[Python-ideas] Augmented assignment [was Re: Adding "+" and "+=" operators to dict]

Andrew Barnert abarnert at yahoo.com
Sun Feb 15 04:10:19 CET 2015


On Feb 14, 2015, at 17:30, Steven D'Aprano <steve at pearwood.info> wrote:

> This sub-thread has long since drifted away from dicts, so I've changed 
> the subject to make that clear.
> 
> On Sat, Feb 14, 2015 at 11:41:52AM -0800, Chris Barker wrote:
> 
>> The fact that you can't directly use augmented assignment on an object
>> contained in an immutable is not a bug, but it certainly is a wart --
>> particuarly since it will raise an Exception AFTER it has, in fact,
>> performed the operation requested.
> 
> Yes, but you can use augmented assignment on an object contained in an 
> immutable under some circumstances. Here are three examples 
> demonstrating outright failure, weird super-position of 
> failed-but-succeeded, and success.
> 
> 
> py> t = (1, )
> py> t[0] += 1
> Traceback (most recent call last):
>  File "<stdin>", line 1, in <module>
> TypeError: 'tuple' object does not support item assignment
> py> t
> (1,)
> 
> py> t = ([1], )
> py> t[0] += [1]
> Traceback (most recent call last):
>  File "<stdin>", line 1, in <module>
> TypeError: 'tuple' object does not support item assignment
> py> t
> ([1, 1],)
> 
> py> t[0][0] += 1
> py> t
> ([2, 1],)
> 
> 
>> I have argued that this never would have come up if augmented assignment
>> were only used for in-place operations,
> 
> 
> And it would never happen if augmented assignment *never* was used for 
> in-place operations. If it always required an assignment, then if the 
> assignment failed, the object in question would be unchanged.
> 
> Alas, there's no way to enforce the rule that __iadd__ doesn't modify 
> objects in place, and it actually is a nice optimization when they can 
> do so.

No, it's not just a nice optimization, it's an important part of the semantics. The whole point of being able to share mutable objects is being able to mutate them in a way that all the sharers see.

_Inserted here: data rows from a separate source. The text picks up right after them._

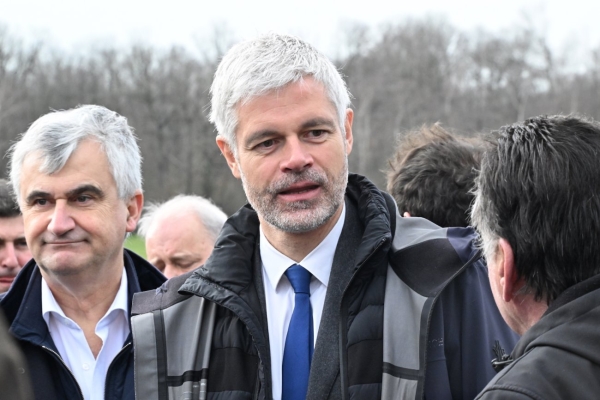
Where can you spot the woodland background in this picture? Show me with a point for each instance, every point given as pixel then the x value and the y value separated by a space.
pixel 401 76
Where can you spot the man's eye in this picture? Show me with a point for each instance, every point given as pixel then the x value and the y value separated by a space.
pixel 317 133
pixel 83 198
pixel 267 143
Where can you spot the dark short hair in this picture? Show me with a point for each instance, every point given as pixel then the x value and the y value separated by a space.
pixel 8 206
pixel 539 189
pixel 432 174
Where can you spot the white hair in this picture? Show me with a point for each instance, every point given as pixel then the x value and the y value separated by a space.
pixel 273 61
pixel 212 217
pixel 56 136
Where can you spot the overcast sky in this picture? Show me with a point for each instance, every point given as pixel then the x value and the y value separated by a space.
pixel 74 25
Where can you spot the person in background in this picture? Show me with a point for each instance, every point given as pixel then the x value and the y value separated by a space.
pixel 77 177
pixel 317 289
pixel 14 252
pixel 537 206
pixel 180 233
pixel 432 175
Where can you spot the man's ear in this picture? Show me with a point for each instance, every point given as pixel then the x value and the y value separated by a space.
pixel 348 127
pixel 134 210
pixel 229 156
pixel 509 278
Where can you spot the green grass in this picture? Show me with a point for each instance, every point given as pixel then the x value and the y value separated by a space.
pixel 136 244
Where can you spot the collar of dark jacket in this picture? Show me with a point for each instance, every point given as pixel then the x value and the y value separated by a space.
pixel 230 264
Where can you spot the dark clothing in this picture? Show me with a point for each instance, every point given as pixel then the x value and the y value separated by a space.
pixel 22 305
pixel 387 271
pixel 559 356
pixel 14 381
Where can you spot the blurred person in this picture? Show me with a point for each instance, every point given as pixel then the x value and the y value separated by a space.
pixel 180 233
pixel 432 173
pixel 77 178
pixel 14 252
pixel 537 207
pixel 317 289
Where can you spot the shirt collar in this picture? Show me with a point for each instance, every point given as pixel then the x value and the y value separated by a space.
pixel 318 262
pixel 50 305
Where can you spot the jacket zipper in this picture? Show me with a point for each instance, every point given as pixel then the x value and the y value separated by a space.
pixel 59 358
pixel 344 322
pixel 110 366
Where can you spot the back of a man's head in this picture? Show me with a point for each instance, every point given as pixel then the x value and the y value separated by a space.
pixel 180 233
pixel 539 189
pixel 432 175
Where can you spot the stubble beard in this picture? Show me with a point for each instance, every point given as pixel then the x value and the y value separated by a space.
pixel 299 216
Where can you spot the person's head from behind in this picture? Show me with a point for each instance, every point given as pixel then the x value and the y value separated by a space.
pixel 77 177
pixel 180 233
pixel 284 126
pixel 14 252
pixel 537 208
pixel 432 174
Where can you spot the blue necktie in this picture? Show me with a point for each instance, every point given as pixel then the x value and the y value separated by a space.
pixel 298 350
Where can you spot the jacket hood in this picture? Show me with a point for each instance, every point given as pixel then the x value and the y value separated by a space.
pixel 569 324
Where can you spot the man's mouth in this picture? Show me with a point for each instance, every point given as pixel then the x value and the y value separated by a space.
pixel 300 191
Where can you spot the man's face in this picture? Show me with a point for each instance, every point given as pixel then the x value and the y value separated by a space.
pixel 178 243
pixel 292 156
pixel 74 221
pixel 14 252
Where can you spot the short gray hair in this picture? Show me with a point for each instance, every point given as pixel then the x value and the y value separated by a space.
pixel 212 217
pixel 56 136
pixel 255 67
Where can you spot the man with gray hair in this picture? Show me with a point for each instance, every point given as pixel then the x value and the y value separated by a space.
pixel 317 289
pixel 77 178
pixel 14 252
pixel 180 233
pixel 537 206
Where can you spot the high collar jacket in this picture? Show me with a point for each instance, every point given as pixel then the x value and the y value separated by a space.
pixel 559 356
pixel 205 333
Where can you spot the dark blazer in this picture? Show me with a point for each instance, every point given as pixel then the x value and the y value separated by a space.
pixel 22 305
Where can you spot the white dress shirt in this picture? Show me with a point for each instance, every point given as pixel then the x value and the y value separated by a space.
pixel 70 340
pixel 279 294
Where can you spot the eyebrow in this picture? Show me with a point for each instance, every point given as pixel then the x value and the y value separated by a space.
pixel 311 123
pixel 86 189
pixel 71 193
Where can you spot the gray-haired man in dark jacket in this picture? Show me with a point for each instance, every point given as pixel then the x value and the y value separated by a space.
pixel 316 289
pixel 538 210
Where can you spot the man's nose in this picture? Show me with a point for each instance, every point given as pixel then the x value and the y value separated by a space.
pixel 297 156
pixel 62 221
pixel 8 256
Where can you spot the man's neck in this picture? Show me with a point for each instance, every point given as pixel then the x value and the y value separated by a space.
pixel 298 245
pixel 86 299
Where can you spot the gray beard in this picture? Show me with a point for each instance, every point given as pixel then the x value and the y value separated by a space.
pixel 299 216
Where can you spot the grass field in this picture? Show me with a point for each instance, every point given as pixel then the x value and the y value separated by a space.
pixel 136 244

If __iadd__ didn't modify objects in-place, you'd have this:

    py> a, b = [], []
    py> c = [a, b]
    py> c[1] += [1]
    py> b
    []

Of course this would make perfect sense if Python were a pure immutable language, or a lower-level language like C++ where c = [a, b] made copies of a and b rather than creating new names referring to the same lists, or if Python had made the decision long ago that mutation is always spelled with an explicit method call rather than operator-like syntax. And any of those three alternatives could be part of a good language. But that language would be substantially different from Python.

>> I don't know enough about how this all works under the hood to know if it
>> could be made to work, but it seems the intention is clear here:
>> 
>> object[index] += something.
>> 
>> 
>> is a shorthand for:
>> 
>> tmp = object[index]
>> tmp += something
> 
> No, that doesn't work. If tmp is *immutable*, then object[index] never 
> gets updated.
> 
> The intention as I understand it is that:
> 
> reference += expr
> 
> should be syntactic sugar (possibly optimized) for:
> 
> reference = reference + expr
> 
> where "reference" means (for example) bare names, item references, key 
> references, and chaining the same:
> 
> n
> n[0]
> n[0]['spam']
> n[0]['spam'].eggs
> 
> etc.
> 
> I wonder if we can make this work more clearly if augmented assignments 
> checked whether the same object is returned and skipped the assignment 
> in that case?

I already answered that earlier. There are plenty of objects that necessarily rely on the assumption that item/attr assignment always means __setitem__/__setattr__.

Consider any object with a cache that has to be invalidated when one of its members or attributes is set. Or a sorted list that may have to move an element if it's replaced. Or really almost any case where a custom __setattr__, an @property or custom descriptor, or a non-trivial __setitem__ is useful. All of there would break.

What you're essentially proposing is that augmented assignment is no longer really assignment, so classes that want to manage assignment in some way can't manage augmented assignment.